Jackie Kaminski, a 2014 graduate of Suncoast High School, said she had been working on a chemistry lab report with friends and just returned to the library from getting Dunkin’ Donuts coffee when things went haywire.
“I hadn’t been back five minutes when I hear the shots go off,” she said. “At first I didn’t realize what it was. But then everyone was freaking out. People were coming up from the first floor trying to get away from it.”
She was part of a stampede of 80 people toward the back of the library, behind the bookshelves. She first called 911, where she was told to stay put and that help was on the way. And then she called her dad.

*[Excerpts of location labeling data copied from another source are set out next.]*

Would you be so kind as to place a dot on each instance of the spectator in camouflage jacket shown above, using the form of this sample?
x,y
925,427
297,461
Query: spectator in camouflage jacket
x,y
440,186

Afraid that being on the phone would attract the gunman’s notice, Kevin Kaminski said he told his daughter to get off the phone. And they communicated by text after that.
The danger was over within 15 minutes, heralded by an announcement from the library’s intercom. She called her dad back. A rush of relief flooded over him at the sound of his daughter’s voice 450 miles away, telling him the gunman was stopped.
But there was no going to sleep for either of them. Concerned about those who had been hurt, he went on social media sites such as Twitter and Facebook to see what information was coming out. Meanwhile, Jackie Kaminski was stuck at the library until 4:30 a.m. as police went floor by floor, making sure everything was clear, she said.
FSU student Tiffany Knight, 19, of Palm Beach Gardens, an FSU sophomore who is an aspiring communications major, was working on a paper on the third floor of the Strozier library when she heard two noises that sounded like very faint shots that reminded her of fireworks, she said.
Students working on papers and projects looked up and began questioning if what they heard were gunshots, she said.
“The whole room chuckled and exchanged words like that wouldn’t happen to us,” Knight said. “We would hear screaming or an alarm.”
Seconds later, the sound of an alarm did go off, confirming the students’ fear that they really did hear gunshots, not celebratory fireworks, she said.
“My stomach dropped,” she said. “We all just gave a blank stare to each other.”
She said a woman announced there was a man with a gun in the building. Before the announcer could finish telling the students to stay put, the group began rushing to the back of the building toward a fire exit, Knight said.
Knight followed two men down the stairs, she said. “I heard screams and people yelling at me to go,” she said.
She came out on the side of the building, where she saw police.
“I was shaken up,” she said. “But I thought we would be OK because cops were there.”
She said she called her mom to say she fine when she heard “rapid gunfire” behind her.”I didn’t even look behind me to see who was shooting,” she said. “I just ran the opposite way.”
She said it was difficult to be on campus Thursday. “I am thankful I wasn’t on the first floor to see anything,” she said. “I feel like I would be more traumatized.”